Product Management Part 2: Mastering the Product Role

Product Management Part 2: Mastering the Product Role


Product is the connector between business and technology. In addition to the roles and responsibilities of doing the core job, there are a few differentiating factors that can make a good product owner a great one.

As a continuance from my previous article, Product Management: Navigating the Product Role, there are key areas that a great product owner really understands:

Stakeholders

Stakeholders should be viewed as those benefiting and/or impacted by what you are building. There are set stakeholders identified, usually by the business, but as a product owner, you should be able to identify additional stakeholders to account for the full picture. That includes those who may be impacted, not just those who are benefitting from the product or experience. Communications teams could be a stakeholder, as they will help implement, train or announce what you are working on. Analytics could be a stakeholder, as the work could affect tracking or reporting. Teams who run tests (usually optimization or analytics teams) could be a stakeholder, as they may want to test and learn in the experience or functionality you are working on.

A user should always be a stakeholder, but may not be a formally identified stakeholder. I’ve always worked on incorporating anecdotal or formal user research to ensure I am understanding how the product is actually used. That could look like doing a side by side with an actual user in a sales channel, or looking at the analytics dashboard to see what the behavior looks like, or conducting user research, or replaying an experience to see how a user interacts with the experience. At times that has lead to working on features that no one else had thought of, but was something the user truly needed thanks to giving the user a seat at the table.

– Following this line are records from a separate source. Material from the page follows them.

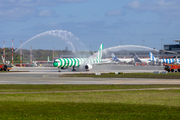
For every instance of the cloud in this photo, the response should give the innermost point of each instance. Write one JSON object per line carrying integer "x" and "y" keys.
{"x": 166, "y": 8}
{"x": 25, "y": 9}
{"x": 71, "y": 1}
{"x": 115, "y": 13}
{"x": 15, "y": 13}
{"x": 46, "y": 13}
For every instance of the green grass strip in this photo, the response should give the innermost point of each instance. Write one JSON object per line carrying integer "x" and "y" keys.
{"x": 127, "y": 75}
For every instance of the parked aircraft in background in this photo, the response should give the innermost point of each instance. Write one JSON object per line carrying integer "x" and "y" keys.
{"x": 168, "y": 61}
{"x": 124, "y": 60}
{"x": 140, "y": 60}
{"x": 85, "y": 63}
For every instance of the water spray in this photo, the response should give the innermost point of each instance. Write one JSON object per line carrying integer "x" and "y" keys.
{"x": 21, "y": 53}
{"x": 31, "y": 55}
{"x": 64, "y": 35}
{"x": 12, "y": 51}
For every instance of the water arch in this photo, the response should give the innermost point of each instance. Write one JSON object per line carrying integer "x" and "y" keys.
{"x": 62, "y": 35}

Having the proper and full list of stakeholders gives you a comprehensive view of all the needs and all the impacts and dependencies of the experience you are working on and will set you up for success in a product role.

Design

Design will likely be a big part of the working process, especially when you are working on front end products or experiences. It is a key part of the trifecta in the space: product, design, engineering. But understanding design, what they think of and what they ask about, will help you be a better product owner. While it may be a step in the process, you could bring design into more parts of the process to fully think through the impacts on the user experience. I think design is often overlooked, as they are brought in a bit late and may work in a silo. If you bring in designers earlier on, as more of a consultation than an actual design ask, you can understand the impacts to the front end experience better, you could simplify something visually that will improve the experience and it will make it easier for them to produce a seamless, cohesive, applicable design later in the process as well with the context they gain. By doing so, design will start to be aware of the impacts of their ideas and designs on the the front end code, and the engineers will also understand how their solutions may impact the user experience.

Experience

Experience in other areas helps you identify better with the stakeholders, so you can truly represent or identify with your stakeholders. I have experience in the MarTech product space, but I’ve also done marketing strategy (marketing), I’ve done analytics (data science), I’ve worked closely with a design team (design/ux), I’ve managed a budget (finance) so I can really speak the language of those respective teams and stakeholders. By having that experience, when I work on the tech stack that powers the marketing function, I can understand the needs of the teams and where they are coming from because I’ve been in their shoes before. Not only that, but the real differentiating factor here is to anticipate the needs or requirements from those areas that you’ve worked in before. That makes a truly successful product owner.

Details

Product owners need to be very detail oriented. As part of the Software Development Life Cycle (SDLC), a product owner documents the high level requirements (Epics) and has to break it down into smaller pieces (features, user stories), including the definition of done (acceptance criteria). By doing so, the product owner needs to not only document everything related to the high level requirements, but also understand all the little pieces that it will take to get that larger effort done and what ‘done’ looks like (including what it doesn’t look like). This requires the ability to think of all the details, break a big task into a bunch of smaller pieces, and the attention to detail to know when something is missing or not. Asking the right questions is a must in order to get into the proper level of detail.

Questions

Asking good questions is really foundational in being a good product owner, but asking the right questions at the right time in the right way can differentiate someone in this role. In order to really understand the stakeholders, what they are asking for, and get to the right level of detail, you do so by asking questions. No one is going to hand you the perfect requirements (if they do, please let me know because I want to meet these rare humans). You need to ask questions to be able to a) understand and b) uncover more, c) find the detail you need and d) uncover the impacts/dependencies that no one is thinking of. Some questions to start with:

What is the impact of getting this done?

Who does this impact?

Who is the user/customer?

How will this change the current experience?

Who will share/implement the change when it’s done?

Who needs to do the work?

How do I know the work is done?

Once you have the basics down, you can focus on the above areas to be really successful in your product role and thrive as a connector and translator between teams making a positive impact on your end user(s) experience.